1. Article applicable to criminal facts;

(a) Article 144 (2) (main sentence) and (1), Article 136 (1), and Article 30 of the Criminal Act.

(b) Article 19 (4), Article 5 (1) 2 of the former Assembly and Demonstration Act (amended by Act No. 8424 of May 11, 2007), Article 22 (4) and Article 5 (1) 2 of the former Assembly and Demonstration Act (amended by Act No. 8424 of Nov. 18, 2005), and Article 22 (4) and Article 5 (1) 2 of the former Assembly and Demonstration Act (the participation in collective violence assemblies in money)

(c) Articles 185 and 30 of the Criminal Act.

(d) Article 7 (3) and (1) of the National Security Act (the point of joining the enemy organization);

(e) Article 7 (5) and (1) of the National Security Act (the point of possession of an expression of interest);

1. Commercial competition;

Articles 40 and 50 of the Criminal Act (the punishment imposed on August 7, 2007 and November 11, 2007 on November 2007)

1. Selection of punishment;

The choice of imprisonment for each violation of the Assembly and Demonstration Act and each general traffic obstruction shall be punished by imprisonment.

1. Aggravation for concurrent crimes;

Article 37 (Aggravation of Article 37, Article 38 (1) 2, and Article 50 (Concurrent Crimes of Injury resulting from Special Obstruction of Official Duties, which is the largest Punishment)
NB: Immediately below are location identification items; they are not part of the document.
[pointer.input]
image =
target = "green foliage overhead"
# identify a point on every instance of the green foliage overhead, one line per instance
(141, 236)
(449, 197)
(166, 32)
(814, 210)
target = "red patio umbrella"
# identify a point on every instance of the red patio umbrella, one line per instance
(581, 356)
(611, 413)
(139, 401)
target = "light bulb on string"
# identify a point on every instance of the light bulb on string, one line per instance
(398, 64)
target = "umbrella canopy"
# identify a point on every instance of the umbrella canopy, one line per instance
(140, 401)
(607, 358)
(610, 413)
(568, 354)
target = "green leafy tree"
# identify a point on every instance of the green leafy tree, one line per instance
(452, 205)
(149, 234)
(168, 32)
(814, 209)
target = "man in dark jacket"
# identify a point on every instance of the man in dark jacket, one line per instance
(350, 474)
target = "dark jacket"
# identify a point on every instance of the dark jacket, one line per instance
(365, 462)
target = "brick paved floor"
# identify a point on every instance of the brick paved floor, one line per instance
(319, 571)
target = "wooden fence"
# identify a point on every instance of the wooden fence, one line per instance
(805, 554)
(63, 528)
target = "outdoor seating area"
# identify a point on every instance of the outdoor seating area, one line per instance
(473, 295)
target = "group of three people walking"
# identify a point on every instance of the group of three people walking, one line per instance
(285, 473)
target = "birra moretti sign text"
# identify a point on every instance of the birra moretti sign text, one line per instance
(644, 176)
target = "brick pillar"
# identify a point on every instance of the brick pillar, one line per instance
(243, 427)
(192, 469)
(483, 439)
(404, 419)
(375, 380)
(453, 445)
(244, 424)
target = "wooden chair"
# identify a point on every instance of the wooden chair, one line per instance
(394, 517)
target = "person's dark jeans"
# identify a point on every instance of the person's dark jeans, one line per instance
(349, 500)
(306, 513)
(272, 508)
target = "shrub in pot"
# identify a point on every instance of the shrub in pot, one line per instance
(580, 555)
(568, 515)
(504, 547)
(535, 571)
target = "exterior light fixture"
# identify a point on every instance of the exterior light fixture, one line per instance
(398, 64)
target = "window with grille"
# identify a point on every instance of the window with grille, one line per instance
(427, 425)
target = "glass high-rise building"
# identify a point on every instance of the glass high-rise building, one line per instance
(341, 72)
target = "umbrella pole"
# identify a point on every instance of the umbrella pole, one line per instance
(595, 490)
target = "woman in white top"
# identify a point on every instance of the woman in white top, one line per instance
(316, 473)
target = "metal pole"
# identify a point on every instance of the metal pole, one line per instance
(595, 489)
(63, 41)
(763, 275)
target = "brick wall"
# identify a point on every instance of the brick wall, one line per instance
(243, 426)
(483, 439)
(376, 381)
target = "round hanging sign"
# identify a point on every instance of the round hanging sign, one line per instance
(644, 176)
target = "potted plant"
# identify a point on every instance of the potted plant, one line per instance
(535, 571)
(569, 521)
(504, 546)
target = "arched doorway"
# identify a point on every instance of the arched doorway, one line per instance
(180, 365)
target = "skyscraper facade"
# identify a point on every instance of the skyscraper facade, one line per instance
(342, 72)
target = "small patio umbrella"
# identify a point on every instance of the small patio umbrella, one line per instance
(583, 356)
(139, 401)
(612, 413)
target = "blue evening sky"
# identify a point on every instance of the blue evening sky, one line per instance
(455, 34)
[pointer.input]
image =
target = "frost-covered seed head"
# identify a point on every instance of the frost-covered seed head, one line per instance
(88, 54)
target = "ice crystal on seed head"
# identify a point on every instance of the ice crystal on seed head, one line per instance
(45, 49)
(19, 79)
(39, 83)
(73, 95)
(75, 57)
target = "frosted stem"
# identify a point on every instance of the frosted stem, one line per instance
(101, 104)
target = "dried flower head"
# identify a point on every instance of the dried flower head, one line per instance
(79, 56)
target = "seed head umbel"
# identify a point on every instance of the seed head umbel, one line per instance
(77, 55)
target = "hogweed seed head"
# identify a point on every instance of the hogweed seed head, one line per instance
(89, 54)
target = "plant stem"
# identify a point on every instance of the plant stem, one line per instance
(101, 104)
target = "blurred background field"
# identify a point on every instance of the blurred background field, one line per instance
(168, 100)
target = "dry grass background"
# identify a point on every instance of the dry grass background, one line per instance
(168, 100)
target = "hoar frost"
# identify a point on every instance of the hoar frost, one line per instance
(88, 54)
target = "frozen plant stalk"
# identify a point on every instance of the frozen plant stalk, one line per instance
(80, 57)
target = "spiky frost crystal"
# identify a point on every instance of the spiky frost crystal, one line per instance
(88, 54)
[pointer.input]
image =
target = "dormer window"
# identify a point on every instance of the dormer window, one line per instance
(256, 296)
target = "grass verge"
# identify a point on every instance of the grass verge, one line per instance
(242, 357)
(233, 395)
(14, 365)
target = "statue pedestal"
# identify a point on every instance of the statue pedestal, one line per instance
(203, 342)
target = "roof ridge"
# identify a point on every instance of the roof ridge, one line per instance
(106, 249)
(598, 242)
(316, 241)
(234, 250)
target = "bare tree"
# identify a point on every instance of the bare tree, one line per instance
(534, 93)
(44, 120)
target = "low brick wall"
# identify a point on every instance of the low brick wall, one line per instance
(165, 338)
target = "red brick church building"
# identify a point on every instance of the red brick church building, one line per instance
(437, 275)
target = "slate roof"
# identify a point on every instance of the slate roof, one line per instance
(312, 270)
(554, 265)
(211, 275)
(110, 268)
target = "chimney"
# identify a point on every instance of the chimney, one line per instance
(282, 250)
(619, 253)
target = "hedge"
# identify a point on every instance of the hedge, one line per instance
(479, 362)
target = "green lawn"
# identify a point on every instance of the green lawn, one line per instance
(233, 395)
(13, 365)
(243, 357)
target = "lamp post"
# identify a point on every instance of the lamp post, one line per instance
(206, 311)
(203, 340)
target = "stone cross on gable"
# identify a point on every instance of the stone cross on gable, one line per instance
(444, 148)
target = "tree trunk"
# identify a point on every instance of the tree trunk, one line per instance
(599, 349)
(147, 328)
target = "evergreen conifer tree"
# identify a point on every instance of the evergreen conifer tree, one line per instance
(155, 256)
1. Discretionary mitigation;

Articles 53 and 55 (1) 3 of the Criminal Act (The following extenuating circumstances among the reasons for sentencing)

1. Confiscation;

Article 48 (1) 1 of the Criminal Act

Grounds for sentencing

Considering the fact that the Defendant committed each of the crimes of this case, such as the crime of injury resulting in obstruction of performance of official duties, general traffic obstruction, crime of violation of the Assembly and Demonstration Act, and crime of violation of the National Security Act, which committed a crime similar to the crimes of this case, committed by a person who was sentenced to a suspended sentence of imprisonment with prison labor by actively participating in various illegal and violent assemblies even during the suspended sentence period, causing injury to police officers, and committing acts by joining the practice solidarity, which is a dual organization, the responsibility for the crime is important. The expression of his own assertion and opinion through legitimate assemblies and demonstrations is based on the fundamental rights of the people guaranteed by the Constitution or the basic premise that the expression of his opinion by legitimate assemblies and demonstrations is respected with respect to the legal order of the State and the rights of other people, and the culture of a demonstration which only takes his voice is very wrong as a means of disregarding such restriction and violence. In view of the fact that the act of joining a pro-enemy organization and spreading it may threaten the free democracy system of the Republic of Korea and bring about social confusion, the need to punish the Defendant is still inevitable.

However, it seems that the defendant did not play a major role in relation to the dual act of practice solidarity, the defendant appears to not exercise violence against police officers most while participating in various assemblies, and the degree of violence seems to be minor even in the case of exercising direct violence, and the degree of injury of non-indicted 7 is relatively minor, etc., the punishment like the order shall be determined by taking into account the various sentencing conditions stipulated in Article 51 of the Criminal Act, such as the fact that the defendant is relatively minor.

Parts of innocence

The summary of this part of the facts charged is as described above 2. A. (1) and as described in 2. A. (2) (3) as described in the above 2.A. (1), this part of the facts charged falls under the case where there is no proof of a crime, and thus, is acquitted under the latter part of Article 325 of the Criminal

It is so decided as per Disposition for the above reasons.